PARIS — The scene seemed familiar to Coco Gauff. A refereeing decision she was sure was wrong. A chair umpire who wouldn’t listen to her. Tears streaming down her cheeks. And, most disappointing of all, a loss, this time at the Paris Olympics.
The venue was the same: Philippe Chatrier Court was where the reigning US Open champion was eliminated in the third round of the Summer Games by Croatia’s Donna Vekic 7-6 (7), 6-2 on Tuesday. It is also the main venue used each year for the French Open, where Gauff found herself in a nearly identical dispute over a call in her semifinal loss to eventual champion Iga Swiatek last month.
“This year it’s happened to me a number of times, where I felt like I always had to defend my interests on the court,” Gauff said afterwards, renewing her call for the use of video review in tennis, as in many other professional sports.
“I felt like he blew the whistle before I hit, and I don’t think the umpire disagreed,” she said. “I think he just thought it didn’t affect my swing, which I think it did.”
Gauff is one of the biggest stars of the 2024 Paris Games, a 20-year-old from Florida who was seeded No. 2 at the Olympics in singles and was the U.S. women’s flag bearer at the opening ceremony on Friday.
But it was Vekic who received the most support in the stands early in the match, with chants of “Don-na! Don-na!” ringing out. When Vekic began her comeback from a 4-1 deficit, she responded to the applause by waving her arms above her head for more, and the crowd responded. In the next game, Gauff hit a backhand winner and raised her hand, waving her fingers, to ask the people in the stands to support her, which they responded to, prompting a wry smile from Vekic.
By the time the contentious call was made, with two plays remaining in the game, Gauff was well behind.
She hit a serve and Vekic’s return landed near the baseline. A line judge initially ruled Vekic’s shot out of play; Gauff did not keep the ball in play. Chair umpire Jaume Campistol ruled that Vekic’s shot landed in-court and awarded her the point, allowing her to break serve and take a 4-2 lead.
Gauff approached the referee to speak and the game was delayed for several minutes.
“I never dispute these decisions. But he announced it before I hit the ball,” Gauff told Campistol. “It’s not even a perception, it’s the rules.”
She easily won her first two singles matches, dropping just five games in total. But her first Olympic singles tournament (she’s still in women’s doubles and mixed doubles) ended with a performance that wasn’t her best on the hottest day of the Summer Games so far, with temperatures topping 32 degrees Celsius.
“Those points are very important. Usually, afterward, they apologize. So it’s quite frustrating. ‘Sorry’ doesn’t help you after the match is over,” Gauff said. “I can’t say I would have won the match if I had won that point.”
Even before the umpire’s decision issues, Gauff had failed to maintain a strong start against Vekic, who was a semi-finalist at Wimbledon this month.
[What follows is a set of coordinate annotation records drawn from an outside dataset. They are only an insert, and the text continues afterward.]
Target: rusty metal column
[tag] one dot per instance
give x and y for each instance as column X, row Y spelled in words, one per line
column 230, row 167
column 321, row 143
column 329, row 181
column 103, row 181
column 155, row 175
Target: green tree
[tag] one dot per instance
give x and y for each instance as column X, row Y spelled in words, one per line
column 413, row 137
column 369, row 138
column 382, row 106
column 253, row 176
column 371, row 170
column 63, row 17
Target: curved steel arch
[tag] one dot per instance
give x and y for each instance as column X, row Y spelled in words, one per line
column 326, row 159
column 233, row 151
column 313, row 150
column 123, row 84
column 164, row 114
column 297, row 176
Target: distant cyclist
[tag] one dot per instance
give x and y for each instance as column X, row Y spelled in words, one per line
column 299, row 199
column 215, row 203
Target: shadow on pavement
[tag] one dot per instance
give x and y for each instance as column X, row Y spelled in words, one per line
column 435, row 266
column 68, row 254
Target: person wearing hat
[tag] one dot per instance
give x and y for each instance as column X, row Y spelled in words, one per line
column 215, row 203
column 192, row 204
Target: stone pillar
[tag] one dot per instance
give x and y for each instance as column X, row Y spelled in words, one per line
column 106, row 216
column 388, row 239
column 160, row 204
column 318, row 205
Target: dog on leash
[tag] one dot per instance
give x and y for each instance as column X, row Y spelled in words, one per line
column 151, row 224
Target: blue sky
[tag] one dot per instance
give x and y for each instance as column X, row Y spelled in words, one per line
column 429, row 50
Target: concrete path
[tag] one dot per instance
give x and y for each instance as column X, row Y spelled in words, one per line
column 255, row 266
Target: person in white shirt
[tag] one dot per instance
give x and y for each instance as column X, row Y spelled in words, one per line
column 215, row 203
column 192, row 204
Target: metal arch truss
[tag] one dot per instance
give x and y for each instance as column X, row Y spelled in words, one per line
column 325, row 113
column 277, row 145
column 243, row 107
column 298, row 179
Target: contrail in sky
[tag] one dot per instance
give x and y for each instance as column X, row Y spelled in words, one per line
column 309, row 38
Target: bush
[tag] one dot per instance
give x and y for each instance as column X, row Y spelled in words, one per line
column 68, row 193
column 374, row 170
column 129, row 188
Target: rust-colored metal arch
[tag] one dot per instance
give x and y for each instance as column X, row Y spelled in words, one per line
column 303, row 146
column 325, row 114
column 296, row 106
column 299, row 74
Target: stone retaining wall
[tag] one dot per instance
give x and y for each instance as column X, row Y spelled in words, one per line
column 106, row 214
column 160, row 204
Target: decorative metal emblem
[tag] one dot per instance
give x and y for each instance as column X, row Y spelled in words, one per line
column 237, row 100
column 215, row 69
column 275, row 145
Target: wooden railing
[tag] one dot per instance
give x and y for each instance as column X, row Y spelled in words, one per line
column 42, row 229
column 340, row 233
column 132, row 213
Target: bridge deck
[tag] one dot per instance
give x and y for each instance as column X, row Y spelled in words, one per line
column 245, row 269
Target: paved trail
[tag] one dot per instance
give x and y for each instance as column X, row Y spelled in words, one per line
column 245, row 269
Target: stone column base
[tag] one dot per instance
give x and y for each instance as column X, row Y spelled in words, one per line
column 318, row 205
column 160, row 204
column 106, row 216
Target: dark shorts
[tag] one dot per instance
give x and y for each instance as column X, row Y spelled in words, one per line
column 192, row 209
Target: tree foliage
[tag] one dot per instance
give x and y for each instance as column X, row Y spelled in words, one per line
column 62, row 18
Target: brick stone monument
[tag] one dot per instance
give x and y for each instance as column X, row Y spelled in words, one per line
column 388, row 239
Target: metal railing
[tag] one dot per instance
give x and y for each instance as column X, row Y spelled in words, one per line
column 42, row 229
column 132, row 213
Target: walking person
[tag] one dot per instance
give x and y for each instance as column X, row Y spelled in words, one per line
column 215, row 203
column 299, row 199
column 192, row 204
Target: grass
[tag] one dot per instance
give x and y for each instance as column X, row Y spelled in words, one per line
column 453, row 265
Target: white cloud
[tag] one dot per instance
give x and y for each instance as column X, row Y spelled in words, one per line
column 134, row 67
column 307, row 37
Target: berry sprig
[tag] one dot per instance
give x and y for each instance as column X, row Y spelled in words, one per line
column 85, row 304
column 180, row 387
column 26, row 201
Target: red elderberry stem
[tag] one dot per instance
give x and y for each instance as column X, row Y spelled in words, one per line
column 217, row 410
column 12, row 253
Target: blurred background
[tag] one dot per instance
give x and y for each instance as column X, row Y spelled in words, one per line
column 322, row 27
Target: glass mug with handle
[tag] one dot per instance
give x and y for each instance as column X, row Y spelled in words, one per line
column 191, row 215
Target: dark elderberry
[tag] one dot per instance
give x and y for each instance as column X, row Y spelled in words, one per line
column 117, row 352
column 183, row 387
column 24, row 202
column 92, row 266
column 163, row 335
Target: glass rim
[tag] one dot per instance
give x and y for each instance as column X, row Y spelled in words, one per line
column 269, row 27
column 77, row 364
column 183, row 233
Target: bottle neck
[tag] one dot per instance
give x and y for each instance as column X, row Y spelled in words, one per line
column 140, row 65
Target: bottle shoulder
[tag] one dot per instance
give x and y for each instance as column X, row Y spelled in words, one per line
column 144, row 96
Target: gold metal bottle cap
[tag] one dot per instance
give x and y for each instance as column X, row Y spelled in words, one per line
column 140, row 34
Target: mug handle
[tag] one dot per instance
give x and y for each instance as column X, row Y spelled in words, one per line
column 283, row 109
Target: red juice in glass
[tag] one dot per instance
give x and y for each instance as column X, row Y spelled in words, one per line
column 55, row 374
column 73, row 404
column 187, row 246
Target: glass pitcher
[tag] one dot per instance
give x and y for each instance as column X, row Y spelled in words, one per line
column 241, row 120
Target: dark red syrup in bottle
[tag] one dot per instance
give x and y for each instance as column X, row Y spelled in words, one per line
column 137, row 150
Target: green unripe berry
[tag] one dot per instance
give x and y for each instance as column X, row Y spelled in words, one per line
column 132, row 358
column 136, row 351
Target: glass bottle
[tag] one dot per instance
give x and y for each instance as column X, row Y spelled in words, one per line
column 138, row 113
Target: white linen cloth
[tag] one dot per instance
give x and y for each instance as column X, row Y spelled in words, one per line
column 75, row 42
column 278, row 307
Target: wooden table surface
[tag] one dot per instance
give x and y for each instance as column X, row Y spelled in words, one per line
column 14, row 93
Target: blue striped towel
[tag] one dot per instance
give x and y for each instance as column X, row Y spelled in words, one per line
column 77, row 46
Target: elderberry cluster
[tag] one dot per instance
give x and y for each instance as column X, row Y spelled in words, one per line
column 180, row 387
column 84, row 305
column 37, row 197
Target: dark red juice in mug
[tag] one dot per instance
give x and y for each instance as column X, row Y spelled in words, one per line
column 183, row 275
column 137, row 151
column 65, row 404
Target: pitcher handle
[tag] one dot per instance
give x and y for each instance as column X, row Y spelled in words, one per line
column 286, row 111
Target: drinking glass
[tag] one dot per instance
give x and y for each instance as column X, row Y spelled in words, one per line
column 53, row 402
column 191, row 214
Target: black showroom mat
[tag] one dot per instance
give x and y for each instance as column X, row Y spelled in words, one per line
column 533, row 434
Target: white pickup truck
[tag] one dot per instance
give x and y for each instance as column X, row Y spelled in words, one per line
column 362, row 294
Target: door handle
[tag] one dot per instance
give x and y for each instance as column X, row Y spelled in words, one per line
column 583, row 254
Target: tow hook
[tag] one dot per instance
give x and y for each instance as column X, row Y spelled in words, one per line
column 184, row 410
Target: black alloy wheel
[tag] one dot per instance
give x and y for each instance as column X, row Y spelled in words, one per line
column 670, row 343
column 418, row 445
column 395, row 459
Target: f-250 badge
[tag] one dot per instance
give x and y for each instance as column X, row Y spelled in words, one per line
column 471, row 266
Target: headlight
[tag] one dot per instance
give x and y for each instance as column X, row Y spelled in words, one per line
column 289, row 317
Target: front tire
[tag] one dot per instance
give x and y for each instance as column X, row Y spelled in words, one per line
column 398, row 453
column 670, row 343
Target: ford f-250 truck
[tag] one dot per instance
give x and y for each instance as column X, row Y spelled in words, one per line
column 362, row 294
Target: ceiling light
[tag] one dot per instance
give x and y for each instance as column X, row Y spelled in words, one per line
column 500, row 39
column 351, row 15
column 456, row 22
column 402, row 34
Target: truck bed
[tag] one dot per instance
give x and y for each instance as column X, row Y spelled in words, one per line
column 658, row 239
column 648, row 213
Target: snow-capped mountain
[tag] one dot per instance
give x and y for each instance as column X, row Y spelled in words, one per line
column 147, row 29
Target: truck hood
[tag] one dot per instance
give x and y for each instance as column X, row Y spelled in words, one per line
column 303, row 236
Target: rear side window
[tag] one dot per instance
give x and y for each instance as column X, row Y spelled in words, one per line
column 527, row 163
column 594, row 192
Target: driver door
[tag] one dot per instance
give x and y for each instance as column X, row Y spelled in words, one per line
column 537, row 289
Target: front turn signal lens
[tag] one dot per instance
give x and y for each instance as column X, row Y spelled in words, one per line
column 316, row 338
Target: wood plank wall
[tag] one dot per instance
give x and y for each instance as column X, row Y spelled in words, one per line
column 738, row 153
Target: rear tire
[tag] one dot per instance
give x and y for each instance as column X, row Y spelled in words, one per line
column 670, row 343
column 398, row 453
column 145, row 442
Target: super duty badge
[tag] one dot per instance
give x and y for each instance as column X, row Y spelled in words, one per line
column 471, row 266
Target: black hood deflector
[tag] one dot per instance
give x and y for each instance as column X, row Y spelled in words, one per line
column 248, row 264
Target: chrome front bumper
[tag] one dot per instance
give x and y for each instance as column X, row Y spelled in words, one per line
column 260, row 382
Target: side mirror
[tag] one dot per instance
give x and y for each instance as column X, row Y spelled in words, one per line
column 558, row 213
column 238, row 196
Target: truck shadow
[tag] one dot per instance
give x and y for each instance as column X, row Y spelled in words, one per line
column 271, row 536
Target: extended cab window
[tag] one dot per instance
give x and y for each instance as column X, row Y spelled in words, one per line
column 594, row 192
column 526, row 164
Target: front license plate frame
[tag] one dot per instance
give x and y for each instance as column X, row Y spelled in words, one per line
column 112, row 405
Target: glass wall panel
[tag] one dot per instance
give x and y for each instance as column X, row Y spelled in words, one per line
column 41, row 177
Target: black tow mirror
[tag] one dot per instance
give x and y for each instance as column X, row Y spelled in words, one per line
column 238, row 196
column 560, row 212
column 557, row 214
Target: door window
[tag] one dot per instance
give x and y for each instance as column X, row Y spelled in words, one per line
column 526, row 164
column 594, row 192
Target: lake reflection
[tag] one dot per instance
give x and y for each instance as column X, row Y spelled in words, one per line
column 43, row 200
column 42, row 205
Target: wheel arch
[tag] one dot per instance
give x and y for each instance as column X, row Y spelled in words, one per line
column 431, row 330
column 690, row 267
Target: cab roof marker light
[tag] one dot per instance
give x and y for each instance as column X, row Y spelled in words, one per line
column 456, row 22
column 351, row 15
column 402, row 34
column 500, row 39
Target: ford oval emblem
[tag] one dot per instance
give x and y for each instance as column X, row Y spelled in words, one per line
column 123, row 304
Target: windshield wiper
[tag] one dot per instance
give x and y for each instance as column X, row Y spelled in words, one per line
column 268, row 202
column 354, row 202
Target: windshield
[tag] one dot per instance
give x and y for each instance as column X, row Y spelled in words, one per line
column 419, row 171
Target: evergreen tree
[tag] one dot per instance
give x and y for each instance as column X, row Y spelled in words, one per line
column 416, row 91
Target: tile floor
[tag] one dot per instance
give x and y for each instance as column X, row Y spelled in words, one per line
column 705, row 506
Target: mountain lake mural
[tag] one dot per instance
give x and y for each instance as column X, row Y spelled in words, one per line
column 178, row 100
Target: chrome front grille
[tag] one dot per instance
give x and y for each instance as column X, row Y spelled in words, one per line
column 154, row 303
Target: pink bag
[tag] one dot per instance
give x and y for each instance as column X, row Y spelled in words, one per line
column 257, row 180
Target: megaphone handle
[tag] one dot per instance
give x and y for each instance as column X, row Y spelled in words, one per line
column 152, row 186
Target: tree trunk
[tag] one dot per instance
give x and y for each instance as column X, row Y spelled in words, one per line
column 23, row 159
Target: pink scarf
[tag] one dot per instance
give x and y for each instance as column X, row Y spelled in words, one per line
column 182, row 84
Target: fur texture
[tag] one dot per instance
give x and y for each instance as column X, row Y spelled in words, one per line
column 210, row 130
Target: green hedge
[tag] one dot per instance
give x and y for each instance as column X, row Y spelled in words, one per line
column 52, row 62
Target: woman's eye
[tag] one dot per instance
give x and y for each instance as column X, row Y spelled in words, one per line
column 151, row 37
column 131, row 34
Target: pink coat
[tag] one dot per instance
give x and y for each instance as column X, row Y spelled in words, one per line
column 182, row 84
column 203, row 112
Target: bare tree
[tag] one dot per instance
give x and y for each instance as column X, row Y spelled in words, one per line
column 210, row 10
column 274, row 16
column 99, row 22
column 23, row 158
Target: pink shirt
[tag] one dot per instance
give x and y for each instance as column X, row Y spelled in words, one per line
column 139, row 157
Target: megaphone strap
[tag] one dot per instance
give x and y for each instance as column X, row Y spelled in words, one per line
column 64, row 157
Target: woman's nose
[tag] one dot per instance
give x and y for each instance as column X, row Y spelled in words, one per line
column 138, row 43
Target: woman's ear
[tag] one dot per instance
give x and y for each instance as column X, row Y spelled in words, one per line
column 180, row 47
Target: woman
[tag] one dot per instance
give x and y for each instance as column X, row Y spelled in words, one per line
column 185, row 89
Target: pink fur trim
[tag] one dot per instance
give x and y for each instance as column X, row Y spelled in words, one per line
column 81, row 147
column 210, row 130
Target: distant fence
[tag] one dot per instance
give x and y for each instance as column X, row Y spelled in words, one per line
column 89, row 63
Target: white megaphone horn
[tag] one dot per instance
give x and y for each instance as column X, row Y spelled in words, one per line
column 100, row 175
The American led 4-1 and was one point away from taking a 5-1 lead and serving for the first set. But she failed to seal the deal, then squandered a pair of set points at 6-4 in the ensuing tiebreak. Vekic battled back to the end of that set, then held her level in the second.
A measure of Vekic’s superiority this afternoon: she finished with 33 winners to just nine for Gauff.
“I’m not going to sit here and say that one point affected the outcome today,” Gauff acknowledged, “because I was already on the losing side.”
The most memorable moment of the match was that argument in the second set. Gauff even alluded to that Swiatek loss when talking to Campistol and a supervisor who joined the conversation on court Tuesday.
“It always happens to me here at Roland Garros. Every time,” Gauff said, holding a tennis ball in one hand and her racket in the other as she pleaded her case. “This is the fourth or fifth time this has happened to me this year.”
Vekic, who qualified for the quarter-finals, did not get involved, staying at her end of the court and playing with her ropes.
“It’s a very delicate situation. Personally, I think the referee made a good decision, because the decision came quite late,” Vekic said when asked what happened. “But I will have to watch the game again. It’s difficult to know exactly what happened at the time.”
When Gauff gave up and returned to the court to resume play, the fans booed loudly – anger directed at the referee.
The first point of the next game went to Gauff, and the spectators cheered her fervently.
But about 10 minutes later, the game was over.
Gauff was scheduled to return to the court with American teammate Taylor Fritz for a first-round mixed doubles match later Tuesday. She also competes in women’s doubles with Jessica Pegula at these Olympics.
Over the weekend, Gauff said she hoped to come away with three medals, one in each of her events in Paris. But that won’t happen now.
“I want,” Gauff said Tuesday, “to come home with something.”